SASO Presents Three Works for Two Types of Flute

TUCSON, AZ – Brazilian flutist James Strauss will perform two works with the Southern Arizona Symphony on April 6 and 7 – the premiere of Glen Roger Davis’ Tattoo Notes and Howard Hanson’s Serenade, Opus 25.

Tucson composer Bruce Stoller will perform the solos in his Open Spaces Suite on a flute he crafted of native materials. The pianist and music teacher makes flutes from yucca and agave plants.

The SASO program also features Wagner’s Tannhauser Overture, Hovhaness’ And God Created Great Whales and selections from Saint-Saens’ Cello Concerto No. 1. The soloist is Benjamin Nead, winner of the 2013 Dorothy Vanek Youth Concerto Competition.

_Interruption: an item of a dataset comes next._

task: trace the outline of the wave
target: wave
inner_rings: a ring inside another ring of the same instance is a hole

Davis is a former professional rock musician turned classical composer who sold 21 guitars from his collection to have his Piano Concerto in F performed and recorded by soloist Michael Chertock and the Sofia Philharmonic Orchestra in Bulgaria. Fanfare magazine reviewed the work as “stunning, lyrical and hauntingly beautiful.” A later Fanfare profile of Davis said, “His music is structurally classical but its harmonies are rooted in the modern jazz traditions. Its rhythms are an audacious and seamless blend of classical, jazz and rock.” Tattoo Notes is described as jazz-classical.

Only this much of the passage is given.